OF THERAPY STUDIES

When comparing the differential effectiveness of therapies (Tx) the
         following points are relevant:

1. Mini-Experiment: comparison must assure that any observed Rx changes are due
to the active ingredients  of  the intervention. Therefore we must be able to rule out
alternative explanations of the observed  differences and/or changes.

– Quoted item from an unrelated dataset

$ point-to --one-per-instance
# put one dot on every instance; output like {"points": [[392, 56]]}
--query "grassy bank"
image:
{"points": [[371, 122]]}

This process
of being able to rule out rival alternative hypotheses is referred   to as establishing
the "internal validity" of the study.

2. What intentional (i.e., designed to be effective) factors can cause "change"?

   A. Hopefully the specific effective intervention
   B. Providing correct (effective) dosage
   C. Having control over active ingredients
   D. Trained therapists

3. What extraneous (i.e., nonplanned for) factors cause change?

    A. Subject selection biases
    B. Nonrandom assignment to treatments (Note: very important!)
    C. "Maturation" effects
    D. Extra (collateral) therapy input (e.g., readings, inspirational groups)
    E. Regression to the mean effects (Law of Large Numbers)
   F. Practice effects from test taking
   G. Failure to assign therapists randomly to therapies
   H. Nonspecific effects

4. What should a good study include?
   A. Control group of some kind (Note: issue of ethics here)
   B. Available treatment manual (what was actually done!)
   C. Subjects representative of some defined population
   D. Independent evidence that Rx manual was followed
   E. Nonreactive pre- and post-measures indicating change
   F. Follow-up; are the effects long lasting?
   G. Adequate sample size
   H. Clearly stated hypotheses
   I. Corrections for making many statistical comparisons within the same study

5. Case studies, per se, cannot provide evidence that a therapy is better than no therapy.